Dr. Wakefield’s Dissonance Experiment
7th February 2010
Behind anything related to health and safety always lurks dissonance. We tend to love that for which we suffer which is the simple way of describing dissonance. Consider that we’re talking about life and death, pain and misery, and what does and does not prevent, moderate, or palliate. We often cannot prove at the falling off a log criterion of proof that something does or does not help or hurt. We are limited in our knowledge, but unlimited in our human nature. A sad example of dissonance arises now with the professional humiliation of Dr. Andrew Wakefield who claimed falsely in a 1998 paper, published but now retracted by the Lancet, that vaccines and autism are connected in a causal, scientific relationship.
Virtually from the moment Wakefield published his research, researchers doubted it not simply as weak science, but as fake science, made up science, science in that great tradition of Fake British Science begun with Dr. Cyril Burt and his fabricated studies of IQ. It took over 10 years to demonstrate the fraud and deception in this paper and prove it to the editors at Lancet. Wakefield produced findings that no one else could replicate and the reason was simple: He made it up.
Where’s the dissonance in this?
Jim Moody, a director of SafeMinds, a parents’ group that advances the notion the vaccines cause autism, said the retraction would strengthen Dr. Wakefield’s credibility with many parents.
“Attacking scientists and attacking doctors is dangerous,” he said. “This is about suppressing research, and it will fuel the controversy by bringing it all up again.”
This response is a classic, almost stereotyped, reaction. When some people receive compelling disconfirmation of a belief, they do not adjust their belief in the direction of the disconfirmation, but rather move to strengthen the belief against the disconfirmation. More important than the belief resistance will be following behavior that becomes more radical, intense, and fervent. The belief moves from reason to zealotry.
The simplest explanation for this apparently baffling counter-reaction is found in our selves, most particularly, our self concepts. All humans have a self concept, a set of beliefs that define who they are, what they do, their very humanity and individuality. All humans also have self concept beliefs that include things outside of themselves, for example, their children. Some parents cannot have a calm and rational discussion about their children’s flaws, real and perceived, because criticisms of the child are experienced as criticism of the parent’s self concept. When dissonance strikes, it usually follows upon a disconfirmation of a vitally important belief that is part of our self concept. Thus, to change our belief with the disconfirmation is not simply a matter of changing the data entry in the encyclopedia of our minds, it means we must also change the definition of our self.

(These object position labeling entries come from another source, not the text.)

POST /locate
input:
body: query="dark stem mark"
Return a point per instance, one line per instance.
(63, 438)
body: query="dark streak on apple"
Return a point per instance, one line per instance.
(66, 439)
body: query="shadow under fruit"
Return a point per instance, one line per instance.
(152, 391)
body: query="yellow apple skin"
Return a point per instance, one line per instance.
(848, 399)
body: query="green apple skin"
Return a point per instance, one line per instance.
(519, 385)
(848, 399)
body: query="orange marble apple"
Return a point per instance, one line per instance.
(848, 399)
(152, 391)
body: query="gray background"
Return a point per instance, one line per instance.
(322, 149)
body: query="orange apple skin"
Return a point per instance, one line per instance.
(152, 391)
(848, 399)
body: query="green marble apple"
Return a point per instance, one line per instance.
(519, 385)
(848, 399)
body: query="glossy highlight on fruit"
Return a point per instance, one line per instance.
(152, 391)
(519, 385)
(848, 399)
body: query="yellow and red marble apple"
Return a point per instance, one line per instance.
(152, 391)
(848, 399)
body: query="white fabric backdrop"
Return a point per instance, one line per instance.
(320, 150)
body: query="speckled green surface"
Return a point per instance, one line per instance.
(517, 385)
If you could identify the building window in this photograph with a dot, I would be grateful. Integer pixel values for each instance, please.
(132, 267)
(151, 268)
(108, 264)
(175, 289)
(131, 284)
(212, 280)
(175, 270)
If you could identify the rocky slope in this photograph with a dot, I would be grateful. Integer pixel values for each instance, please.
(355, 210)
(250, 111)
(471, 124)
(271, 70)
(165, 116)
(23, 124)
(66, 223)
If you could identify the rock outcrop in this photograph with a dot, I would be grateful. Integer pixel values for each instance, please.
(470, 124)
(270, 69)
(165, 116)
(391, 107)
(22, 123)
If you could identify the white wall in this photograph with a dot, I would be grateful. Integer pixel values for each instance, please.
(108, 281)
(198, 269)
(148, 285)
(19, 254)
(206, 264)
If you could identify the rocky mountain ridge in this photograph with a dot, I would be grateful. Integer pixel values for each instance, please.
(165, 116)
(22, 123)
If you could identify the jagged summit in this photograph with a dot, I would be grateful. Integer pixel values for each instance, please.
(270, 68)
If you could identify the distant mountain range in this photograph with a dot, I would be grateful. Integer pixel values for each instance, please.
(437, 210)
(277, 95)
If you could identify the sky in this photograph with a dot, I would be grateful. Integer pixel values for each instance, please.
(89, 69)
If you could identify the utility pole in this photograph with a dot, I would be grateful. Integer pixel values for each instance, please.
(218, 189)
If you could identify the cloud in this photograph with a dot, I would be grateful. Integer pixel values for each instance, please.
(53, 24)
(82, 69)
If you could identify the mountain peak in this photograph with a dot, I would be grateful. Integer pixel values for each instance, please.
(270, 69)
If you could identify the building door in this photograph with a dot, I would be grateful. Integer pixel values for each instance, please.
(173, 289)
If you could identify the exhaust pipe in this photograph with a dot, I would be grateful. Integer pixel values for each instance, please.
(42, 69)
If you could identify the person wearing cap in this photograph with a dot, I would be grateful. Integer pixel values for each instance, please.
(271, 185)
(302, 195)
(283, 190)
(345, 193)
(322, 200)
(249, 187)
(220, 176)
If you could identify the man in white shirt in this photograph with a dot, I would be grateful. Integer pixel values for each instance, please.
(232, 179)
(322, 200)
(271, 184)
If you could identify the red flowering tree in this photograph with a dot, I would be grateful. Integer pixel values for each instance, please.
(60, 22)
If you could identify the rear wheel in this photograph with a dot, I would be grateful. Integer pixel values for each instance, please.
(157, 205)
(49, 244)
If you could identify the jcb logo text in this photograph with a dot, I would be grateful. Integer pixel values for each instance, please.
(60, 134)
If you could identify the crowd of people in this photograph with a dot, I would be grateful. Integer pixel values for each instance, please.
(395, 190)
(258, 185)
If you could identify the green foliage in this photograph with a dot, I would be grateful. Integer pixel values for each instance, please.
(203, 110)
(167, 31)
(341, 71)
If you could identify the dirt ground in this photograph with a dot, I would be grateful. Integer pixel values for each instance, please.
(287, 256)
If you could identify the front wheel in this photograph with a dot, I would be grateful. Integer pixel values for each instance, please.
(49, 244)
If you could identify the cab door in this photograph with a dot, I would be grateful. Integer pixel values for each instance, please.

I see this dissonance process not only in some parents with autistic children, but also the editors of Lancet. In their brief statement of retraction, they note:
Following the judgment of the UK General Medical Council’s Fitness to Practise Panel on Jan 28, 2010, it has become clear that several elements of the 1998 paper by Wakefield et al are incorrect, contrary to the findings of an earlier investigation. In particular, the claims in the original paper that children were “consecutively referred” and that investigations were “approved” by the local ethics committee have been proven to be false. Therefore we fully retract this paper from the published record.
The clear inference in this retraction is the proof of ethical violations. No direct mention is made of fraud and fabrication of data which was what started the uproar in the scientific community. No one could have suspected any ethics violations in the original research, but the shaky data and the shakier theoretical explanation were apparent from the start. Yet, the original Lancet reviewers and editors missed that bad science and published it anyway. Now, after over 10 years of analysis and formal investigation that includes fraud as a central finding, Lancet editors can only admit acting on the basis of ethical issues.
I suspect they cannot believe they were so incompetent with their original review of the paper. Shootfire, even journalists got hip to the fraud before the Lancet board. Such incompetence is beyond their self concept beliefs – I’m smart! – so the retraction arises in factors beyond smart, like ethics violations with informed consent and absence of committee oversight. Yeah, ethics was the big problem here. That fake data wasn’t so bad, but lying about informed consent procedures will be prosecuted to the fullest extent of the law!
No dissonance here, folks. That only happens to normal people, like the ones we scientists do research on. But, you can bet from here on out that the Lancet will be spotting ethics violations like George Costanza spotting raccoons on a road trip.